Guest Blog: How Lockdown has Changed the Way We Live

By Lee Richards, director of market services at Mainstay, part of the FirstPort group

The pandemic has had a fundamental impact on the way we live, shop and work. This, combined with a decline in private landlords over the last few years and the high street’s need to adapt to a move towards online shopping (catalysed by the pandemic), means the rental market is evolving and with this, Build to Rent (BTR) is fast gaining traction in the UK.

BTR, or ‘multi-family living’, already has a strong presence in the US and is now experiencing a boost into the UK mainstream. Lockdown has been a catalyst for rapid change within the market, with an increase in residents seeking the flexibility and lifestyle BTR can offer.

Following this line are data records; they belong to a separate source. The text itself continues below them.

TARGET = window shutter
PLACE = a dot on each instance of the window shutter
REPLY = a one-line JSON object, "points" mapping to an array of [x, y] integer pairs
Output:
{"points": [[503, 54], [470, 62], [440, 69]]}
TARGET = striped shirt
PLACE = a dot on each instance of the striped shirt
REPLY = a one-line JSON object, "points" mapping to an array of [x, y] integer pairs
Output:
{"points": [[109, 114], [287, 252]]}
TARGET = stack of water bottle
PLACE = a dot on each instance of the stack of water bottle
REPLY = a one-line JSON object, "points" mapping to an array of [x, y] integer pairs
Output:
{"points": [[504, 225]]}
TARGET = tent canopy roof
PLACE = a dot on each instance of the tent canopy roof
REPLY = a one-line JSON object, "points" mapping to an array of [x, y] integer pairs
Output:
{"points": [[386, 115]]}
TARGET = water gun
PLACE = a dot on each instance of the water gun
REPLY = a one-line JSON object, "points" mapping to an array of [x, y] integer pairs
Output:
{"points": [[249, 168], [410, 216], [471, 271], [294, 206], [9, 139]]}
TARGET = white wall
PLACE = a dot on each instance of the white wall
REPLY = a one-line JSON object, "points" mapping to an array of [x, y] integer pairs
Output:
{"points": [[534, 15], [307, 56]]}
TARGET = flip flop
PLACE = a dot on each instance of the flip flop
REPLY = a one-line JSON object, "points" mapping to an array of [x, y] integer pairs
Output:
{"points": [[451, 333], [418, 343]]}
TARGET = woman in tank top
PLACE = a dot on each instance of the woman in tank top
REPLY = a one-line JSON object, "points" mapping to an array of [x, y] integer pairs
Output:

Sadly, we’ve all seen how detrimental the pandemic has been for our already struggling high streets, with the likes of Arcadia and Debenhams closures leaving roughly 200 full size football pitches of large-scale retail space now vacant, according to Altus Group. Sites left by department store closures in particular are notoriously hard to fill with new retail, due to their sprawling spaces, but this does provide an opportunity for BTR to plug the gaps by converting retail premises into residential sites. This would also drive footfall back into town centres, creating opportunities for those retailers who have so far weathered the covid storm.

The rental sector has doubled in size in the past 20 years, with an estimated 19 per cent of households (11 million people) now renting privately, according to the English Housing Survey. With that in mind, and the knowledge that those looking for a home are seeking an adaptable quality of life in a vibrant area with nearby amenities, there is clear scope for the BTR market to continue to grow, breathing life back into the high street.

Online and localised shopping

Living through numerous lockdowns has changed the way we live our lives, including having a profound impact on the way we shop. Restrictions have caused our shopping habits to change with people opting for smaller local grocery stores as well as online retailers. More than nine in 10 of people who have shopped locally during lockdown say they will continue to do so, according to Barclaycard, and shoppers have received an extra two deliveries a month from online retailers since March 2020 on top of an average of five before the pandemic.

The ease by which people can order online means the trend is unlikely to diminish along with the lifting of restrictions, so rather than allowing retail space to sit empty due to lack of demand, it makes sense to increase footfall to high streets and support local shopping behaviour for the remaining outlets.

The BTR market offers the opportunity to amalgamate these shopping habits with our new way of living, where local services are on offer in central locations. For example, Mainstay managed Wembley offers retail and hospitality sites and units built into the community with easy to access local facilities such as Boxpark.

Lockdown restrictions easing, rental demand growing

As the lockdown restrictions begin to ease across the UK, the demand for rental properties in cities is growing, and likely to increase further as more businesses reopen and professionals need to be able to access their workplaces again – even if this is only on a flexible basis. According to Rightmove, enquiries for city centre rentals increased by 126 per cent in comparison to this time last year, with city centres in the north of England and London seeing a strong rise

With the prospect of a return to normality on the horizon, a wave of people are now looking to rent in cities. Having been able to re-evaluate their living-space priorities over the past year, renters are likely to choose their next home carefully. The flexibility of BTR means a renter’s needs can be addressed on site, from easy access to co-working spaces, cinema rooms and furniture rental, to on-site salons, tenant discounts and access to local retail.

Retail on the front foot

We have already seen big retailers making the move to offer up previous retail property for residential sites. John Lewis’s Chairman, Dame Sharon White, unveiled the most radical proposals in the chain’s history last year, announcing that the retailer is likely to be a mostly online store in the future with 60 per cent of goods sold over the internet and for empty stores to become mixed-use affordable housing with John Lewis as landlord.

At Mainstay, we have already seen new investors in the BTR market include retailers, smaller funds and family enterprises, all with the motive of creating ‘multi-family’ living spaces offering a community led way of living. BTR has proven a stable market in the face of the pandemic and continues to appeal to investors seeking long-term, reliable returns, whether that be from property moguls or retailers looking to overhaul the way they operate. Over a third (35 per cent) of investments were new to BTR, according to Savills recent research.

BTR has progressed at pace over the last few years. It is set to evolve even further as the world gradually adjusts to the new ‘normal’ and I expect new demands, trends and challenges will continue to emerge.

Despite the terrible impact the pandemic has had on our retail spaces, it is promising to see how these long-standing retailers are trying to adapt to the changing needs of consumers, even by making headway in new spaces, such as BTR.

As the lockdown restrictions ease, the demand for greater flexibility and the restructuring of how we live, work and shop will ultimately drive the demand for high-quality, professionally manged rental homes that offer localised services. The post Covid-19 world provides a huge opportunity for BTR to continue to grow and move with the ever-changing market, delivering on its commitment to change the rental market, keeping consumer needs and desires at its core and breathing new life into abandoned retail spaces.